Measuring automation success
We can measure the hours our automation saves engineers using Google's production change logging service, which all internal tools use to record changes made to the production environment. The service logs changes made by tools manually invoked by engineers as well as tools that provide end-to-end automation without manual input. Thus we can compare how long each network repair action used to take when performed manually vs. the number of repair actions that are undertaken by today's fully automated system. These two data sets allow us to calculate the total time savings from automation. As shown in Figure 4, network hardware repair automation saves us hundreds of hours every month.
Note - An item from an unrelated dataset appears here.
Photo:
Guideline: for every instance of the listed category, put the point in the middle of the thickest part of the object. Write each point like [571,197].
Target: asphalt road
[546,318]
Tips for reducing toil through automation
While strategies for eliminating toil must be tailored to your individual environment and use cases, some approaches are universal. Based upon our own experience eliminating toil by automating network repair tasks, we recommend the following:
Measure your toil.
Tackle the biggest sources of toil first, and don't try to solve all problems at once.
Carefully consider whether to enhance existing tools or build new ones. Even if you can partially repurpose another team's work, would creating a tool from scratch actually make more sense cost- or resource-wise?
Take a design-driven approach. Iterate on the design, starting small and iterating quickly. Don't try to design the perfect approach from the start.
Measure your time savings to determine your return on investment.